I share the latest conclusion about the three types of MS—which is that relapsing/remitting, secondary progressive, and primary progressive MS are not three different diseases, but rather, three phases of the same disease. The FDA approved DMTs may prevent relapses, but do nothing for other processes known as “compartmentalized inflammation,” which do not show up on MRI’s.  These are the messes under the bed, so to speak. Or more specifically, the messes inside the cells.

We speculate that maybe all those years I had credited Zinbryta for stopping my MS attacks, the change could have really been more of function of my slipping insidiously from relapsing remitting MS into a more progressive phase of a disease, where the breakdown can’t be detected by the MRI, but rather, by the lumbar puncture.
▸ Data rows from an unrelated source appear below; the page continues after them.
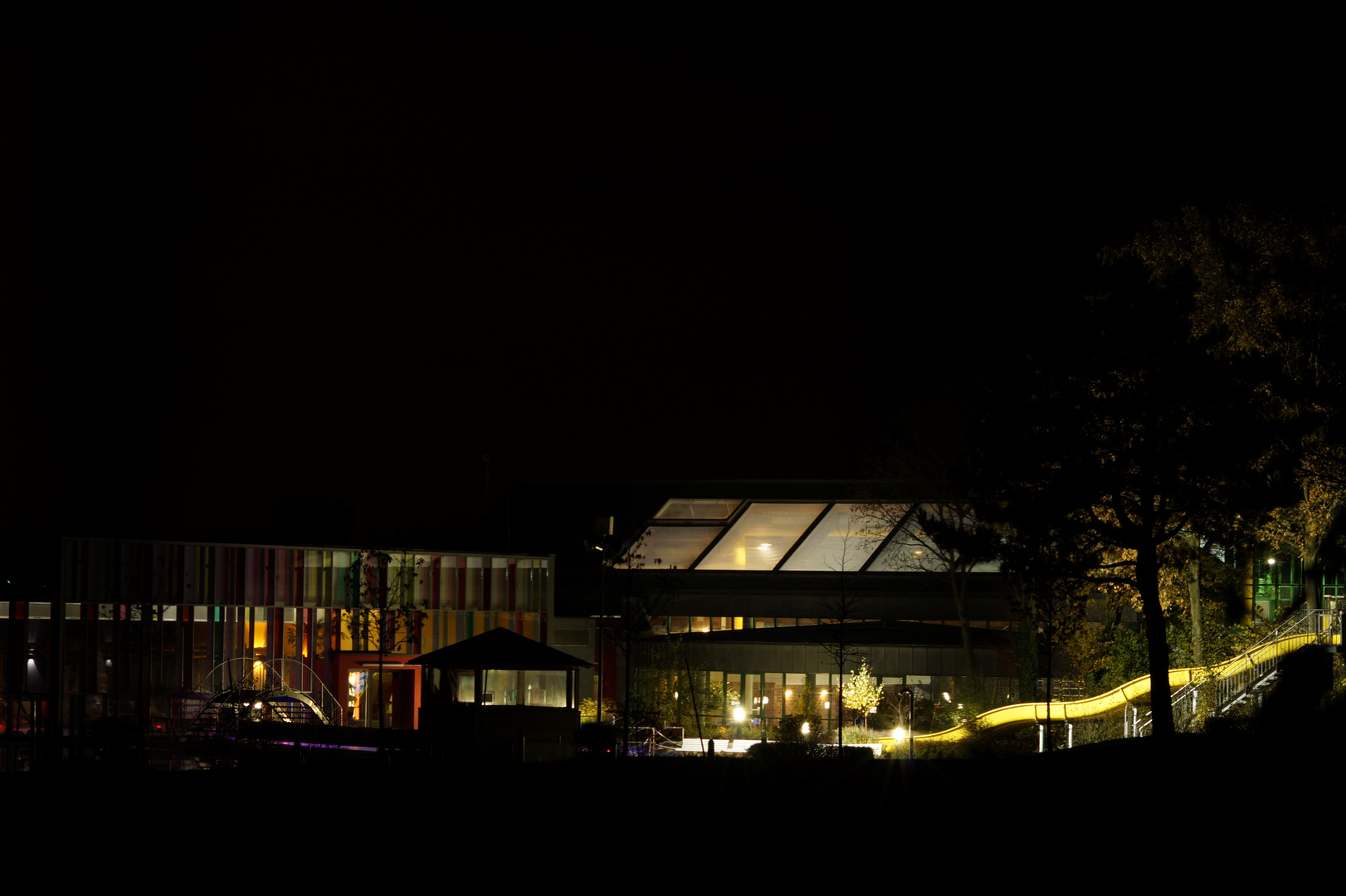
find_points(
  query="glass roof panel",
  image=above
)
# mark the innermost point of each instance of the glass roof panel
(843, 541)
(676, 545)
(699, 509)
(762, 536)
(914, 551)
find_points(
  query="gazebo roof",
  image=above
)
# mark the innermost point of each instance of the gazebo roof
(500, 649)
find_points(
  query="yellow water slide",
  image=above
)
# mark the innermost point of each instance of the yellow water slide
(1022, 714)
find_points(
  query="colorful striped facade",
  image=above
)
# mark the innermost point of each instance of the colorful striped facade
(140, 626)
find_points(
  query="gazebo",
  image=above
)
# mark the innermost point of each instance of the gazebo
(502, 694)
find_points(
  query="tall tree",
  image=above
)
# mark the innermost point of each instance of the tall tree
(384, 615)
(1127, 437)
(1267, 296)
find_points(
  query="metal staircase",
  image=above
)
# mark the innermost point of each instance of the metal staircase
(1248, 675)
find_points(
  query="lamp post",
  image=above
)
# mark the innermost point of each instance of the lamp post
(911, 733)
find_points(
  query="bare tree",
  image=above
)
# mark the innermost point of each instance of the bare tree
(943, 537)
(843, 607)
(384, 615)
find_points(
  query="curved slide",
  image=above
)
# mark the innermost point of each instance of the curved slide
(1022, 714)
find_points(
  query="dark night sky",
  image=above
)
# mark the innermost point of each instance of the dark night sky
(261, 259)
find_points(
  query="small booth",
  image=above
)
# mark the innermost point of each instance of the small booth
(501, 694)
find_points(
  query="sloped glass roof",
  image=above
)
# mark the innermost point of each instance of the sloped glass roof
(698, 509)
(761, 536)
(843, 541)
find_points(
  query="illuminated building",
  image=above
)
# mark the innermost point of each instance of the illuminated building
(149, 630)
(754, 584)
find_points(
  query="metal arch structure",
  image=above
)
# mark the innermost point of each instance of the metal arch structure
(253, 689)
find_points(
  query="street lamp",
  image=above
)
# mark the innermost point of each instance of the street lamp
(911, 722)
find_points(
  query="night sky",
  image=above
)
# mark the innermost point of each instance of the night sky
(268, 270)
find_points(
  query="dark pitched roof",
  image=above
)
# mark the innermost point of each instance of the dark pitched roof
(498, 649)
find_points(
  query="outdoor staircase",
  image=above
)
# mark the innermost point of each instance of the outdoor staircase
(1252, 673)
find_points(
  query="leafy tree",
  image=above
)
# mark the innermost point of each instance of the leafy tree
(384, 615)
(1268, 298)
(1125, 439)
(861, 692)
(843, 607)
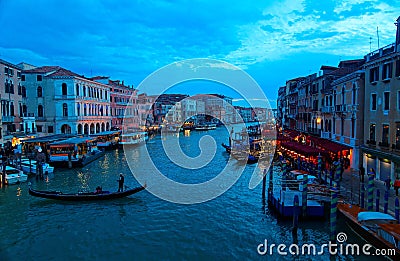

“It’s like a vicious dog that hasn’t bit anyone in twelve years on a muzzle, and I’ve credited the muzzle. But maybe the dog has just mellowed out with age.”

PYT chimes in, “And maybe the muzzle has been annoying for the poor dog.”

PYT and I are both dog lovers. We aren’t fond of muzzles.

I say, “Maybe we just have to be realistic about my MS. It’s a progressive disease. Slowly but steadily, I’ve been progressing. The drugs that work to stop relapsing remitting MS can’t do a thing about the kind of progression I’m experiencing inside my cells. Maybe it’s time to stop fooling ourselves by my taking a drug that only helps for an early stage of MS. I might be way past that phase.”

PYT says, “It sounds to me like you have taken your last Tecfidera.”

My flummoxed feeling is lifting. I starting to feel like myself again. (Talking with a sister will do that.) I share the last thing Dr. Z. said to me, “I will support you even if you don’t want to take any medication.”

His unconditional support means so much. PYT warns me that our mother and my husband will resist my urge to give up the medication. “As they should. They love you. They want to protect you.”

Protect…me? When we were growing up, I never cast myself as the damsel in distress. But that’s the role MS has forced me to play my entire adult life.